# Hunting clothes locker.



## NYBowNut (Feb 13, 2011)

I decided to make a better storage solution for all my hunting clothes...


----------



## bowhntr26 (Jan 18, 2008)

Looks great congrats


----------



## Hoythews71 (Sep 22, 2010)

I like that. Not sure Id leave boots in there too though. Maybe a separate locker for boots?


----------



## NYBowNut (Feb 13, 2011)

Hoythews71 said:


> I like that. Not sure Id leave boots in there too though. Maybe a separate locker for boots?

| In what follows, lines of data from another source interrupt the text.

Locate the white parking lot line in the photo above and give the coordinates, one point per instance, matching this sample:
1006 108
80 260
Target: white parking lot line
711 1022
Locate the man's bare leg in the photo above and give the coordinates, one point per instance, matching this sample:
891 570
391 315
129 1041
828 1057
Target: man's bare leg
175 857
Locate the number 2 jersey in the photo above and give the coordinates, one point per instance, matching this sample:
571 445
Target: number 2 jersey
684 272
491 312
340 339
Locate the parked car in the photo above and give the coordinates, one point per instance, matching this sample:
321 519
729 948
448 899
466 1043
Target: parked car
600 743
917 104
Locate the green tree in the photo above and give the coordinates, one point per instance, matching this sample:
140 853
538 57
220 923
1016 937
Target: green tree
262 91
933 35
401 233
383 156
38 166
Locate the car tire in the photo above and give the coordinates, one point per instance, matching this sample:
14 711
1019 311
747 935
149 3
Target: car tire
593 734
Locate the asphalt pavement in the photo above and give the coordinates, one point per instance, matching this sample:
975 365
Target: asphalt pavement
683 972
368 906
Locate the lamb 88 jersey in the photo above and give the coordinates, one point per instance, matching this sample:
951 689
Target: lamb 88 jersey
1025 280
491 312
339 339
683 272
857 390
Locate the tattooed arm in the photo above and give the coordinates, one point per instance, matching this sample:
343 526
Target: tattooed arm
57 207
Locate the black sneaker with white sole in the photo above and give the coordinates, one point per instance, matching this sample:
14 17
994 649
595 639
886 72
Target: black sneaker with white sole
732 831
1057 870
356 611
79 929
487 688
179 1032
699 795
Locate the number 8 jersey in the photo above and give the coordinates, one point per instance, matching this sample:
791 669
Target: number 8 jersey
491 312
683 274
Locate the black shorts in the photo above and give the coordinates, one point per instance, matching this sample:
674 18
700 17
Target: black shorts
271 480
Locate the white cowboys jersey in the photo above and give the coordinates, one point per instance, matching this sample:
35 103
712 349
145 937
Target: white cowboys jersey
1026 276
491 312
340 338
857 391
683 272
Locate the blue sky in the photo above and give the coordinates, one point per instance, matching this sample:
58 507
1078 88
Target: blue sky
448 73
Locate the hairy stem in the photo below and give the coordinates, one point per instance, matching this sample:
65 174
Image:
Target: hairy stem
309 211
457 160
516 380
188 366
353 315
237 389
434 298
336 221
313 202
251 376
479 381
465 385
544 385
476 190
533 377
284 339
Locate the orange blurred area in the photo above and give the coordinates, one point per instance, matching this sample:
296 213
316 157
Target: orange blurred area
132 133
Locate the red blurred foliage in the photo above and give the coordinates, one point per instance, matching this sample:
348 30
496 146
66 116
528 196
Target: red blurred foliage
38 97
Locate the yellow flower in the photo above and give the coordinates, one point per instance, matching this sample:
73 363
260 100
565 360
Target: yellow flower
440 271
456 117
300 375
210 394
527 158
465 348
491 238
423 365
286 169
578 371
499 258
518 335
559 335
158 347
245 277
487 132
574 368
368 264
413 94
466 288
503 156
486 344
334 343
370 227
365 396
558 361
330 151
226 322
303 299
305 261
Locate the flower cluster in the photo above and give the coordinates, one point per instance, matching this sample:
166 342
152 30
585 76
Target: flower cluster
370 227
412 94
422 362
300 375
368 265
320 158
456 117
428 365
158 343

Yeah, I wasn't sure about that either but they get scent powder before they go in there. I think it'll be okay.


----------



## letsgobowhuntin (Aug 4, 2009)

Do they end up smelling like plywood?


----------



## Rev44 (Dec 19, 2008)

Nice!


----------



## mattbrewer320 (Oct 29, 2009)

Nice! Good job on that one....:thumbs_up


----------



## Nockhuntin88 (Dec 31, 2010)

Keep spraying that stuff with scent away or dead down wind...Keep it from smelling all ply woody...


----------



## Scott D. (Aug 9, 2010)

Line that sucker with ceader, just like a closet.


----------



## eaglecaps (Nov 4, 2009)

Cedar would be great! Natural insect protection as well. I wouldn't want to slip into a spider farm. Looks like you built a perfect brown recluse environment.


----------



## Nockhuntin88 (Dec 31, 2010)

OH man I didn't even think about spiders....Whew, yea I would be putting some cedar lining in that bad boy. I don't play with no brown recluse....no way jose...


----------



## NYBowNut (Feb 13, 2011)

I bought a ozone generator that got mounted to the ceiling of the locker. Even the plywood doesn't smell like plywood. There's vent holes that are covered with fine screen to keep the crawlys out and the door is even gasketed to them out too. I hate bugs...especially spiders.


----------



## eaglecaps (Nov 4, 2009)

I just moved to Texas from New Jersey last month, well took my dog to the vet last week and he suggested a RATTLESNAKE immunization. Had no clue there was such a thing. Needless to say he's getting that next week, and i'm with you, I hate spiders as well..s well as anything poisonous. Good luck, nice idea.


----------



## jrdrees (Jun 12, 2010)

Spiders and snakes, oh my! JK! I need some contraption like that because I have way too much gear.


----------



## Arrowhunter (Jul 26, 2005)

That pretty neat, Giving me some ideas now!


----------



## apke95 (Jul 31, 2010)

What are the dimensions?


----------



## NYBowNut (Feb 13, 2011)

I used 1/2" AC plywood with 1.5"x1.5" framing inside. The inside dimensions are 30"x30"x 47". $7" because it had a specific area it had to fit in. I basicall measured my hunting coat hanging on a hanger.


----------



## JPW77 (Jan 26, 2004)

Great idea!


----------



## rand_98201 (Sep 24, 2008)

Yeah Ive had the same idea as that as well.I was thinking more of a stand up one with some shelves on the bottom.I was thinking of making mine pretty large though so I could fit alot more of my accessory stuff too that I never seem to fine when I need it.I was thinking of doing it like 6ft tall and 4ft wide with partition in the middle and so on.


----------



## NYBowNut (Feb 13, 2011)

I would've loved to be able to build one that big. That's called a wardrobe.


----------



## oldschoolcj5 (Jun 8, 2009)

look like a good setup .. cedar would be a nice add - imo


----------



## ILLbucknut (Jul 12, 2007)

I'd need 4 of those.

Great idea


----------